BigCode is an open scientific collaboration working on the responsible development and use of large language models for code (Code LLMs), empowering the machine learning and open source communities through open governance.
One of the challenges typically faced by researchers working on Code LLMs is the lack of transparency around the development of these systems. While a handful of papers on code LLMs have been published, they do not always give full insight into the development process, which hinders both external accountability and the ability of all but a few well-funded research labs to meaningfully participate in shaping the technology.
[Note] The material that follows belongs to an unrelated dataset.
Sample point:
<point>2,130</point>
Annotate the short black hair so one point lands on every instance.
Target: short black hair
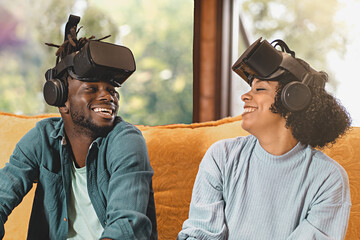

BigCode invites AI researchers to work together on the development of state-of-the-art code LLMs, and collaborate on research topics such as:
- Constructing a representative evaluation suite for code LLMs, covering a diverse set of tasks and programming languages
- Developing new methods for faster training and inference of LLMs
- The legal, ethics, governance, and safety aspects of code LLMs
The BigCode project is conducted in the spirit of Open Science. Datasets, models, and experiments are developed through open collaboration and released with permissive licenses back to the community. While the project has corporate support from ServiceNow and HuggingFace e.g. for hosting models and datasets, and for training compute; all technical governance takes place within working groups and task forces across the community.
As code LLMs are developed with data from the open-source community, we believe open governance can help to ensure that these models are benefiting the larger developer community. We are working on tools to give code creators agency over whether their source code is included in the training data, and give attribution to developers when models output near-copies of the training data.